Tres días después de mi regreso, encontré mensajes de voz de Salma preguntándome por mi salud y diciéndome que había visitado al chantajista sexual en su clínica. Él esperaba acostarse con ella, pero ella había ido a enfrentarse a él, diciéndole que me había chantajeado para tener relaciones sexuales. Él se defendió diciendo que sólo había hecho una oferta que yo era libre de rechazar. Ella le explicó la situación en términos sencillos: que había relaciones de poder desiguales, que yo sabía que si no accedía a acostarme con él, no me practicaría el aborto, y que no tenía otras opciones. Al final, él se disculpó y dijo que me pediría disculpas a mí también, pero Salma le dijo que no volviera a ponerse en contacto conmigo.
Salma me contó que había puesto fin a su relación con el médico tras amenazarle con que, si volvía a hacerlo, le arruinaría el futuro. Sentí que era otra victoria.
Pero también me sentía como una basura. Me había convencido a mí misma de que le daría lo que quisiera con tal de que pusiera fin a mi embarazo. Sentía que me había defraudado a mí misma. Sabía que iba a sufrir en Egipto, pero pensaba que me explotaría económicamente. No imaginaba que conocería a alguien que querría follarse a una mujer que quería abortar.
Es cierto que volví a mi vida, pero no era mi vida normal. Hay cosas que han cambiado a causa del trauma.
Hay cantantes cuyas canciones he dejado de escuchar. Las canciones, por ejemplo, que solía escuchar por las mañanas en el coche de camino al trabajo. No puedo oler las naranjas cuando estoy a punto de vomitar porque me recuerdan a la vitamina C. A veces me siento de repente como si me tragara la pena. Y el sexo, por supuesto, ha cambiado. Incluso ha cambiado la forma en que me relaciono con mi cuerpo y la forma en que me veo en el espejo.
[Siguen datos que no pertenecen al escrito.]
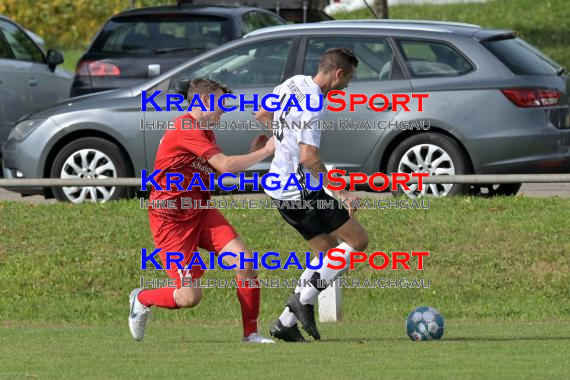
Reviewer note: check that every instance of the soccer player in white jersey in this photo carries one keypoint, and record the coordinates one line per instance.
(297, 151)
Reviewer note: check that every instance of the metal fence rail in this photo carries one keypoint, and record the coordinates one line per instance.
(447, 179)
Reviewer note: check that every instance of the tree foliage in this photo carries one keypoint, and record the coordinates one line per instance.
(67, 24)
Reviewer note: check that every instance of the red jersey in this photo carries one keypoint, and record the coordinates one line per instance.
(185, 151)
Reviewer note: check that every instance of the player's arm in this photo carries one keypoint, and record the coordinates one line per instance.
(311, 160)
(233, 164)
(264, 116)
Entre las cosas que han cambiado está mi trabajo. El trato con mis compañeros ha cambiado.
Ahora nadie puede molestarme. Antes del aborto solía seguir conversaciones incómodas y callarme a veces. ¿Y ahora? Me defiendo. Cuando alguien me molesta, me dan ganas de decirle: "No tienes ni idea de lo que he hecho para sobrevivir. Para estar viva aquí y ahora".
Los textos en cursiva de "On Our Ground" son citas directas de mujeres entrevistadas por la autora.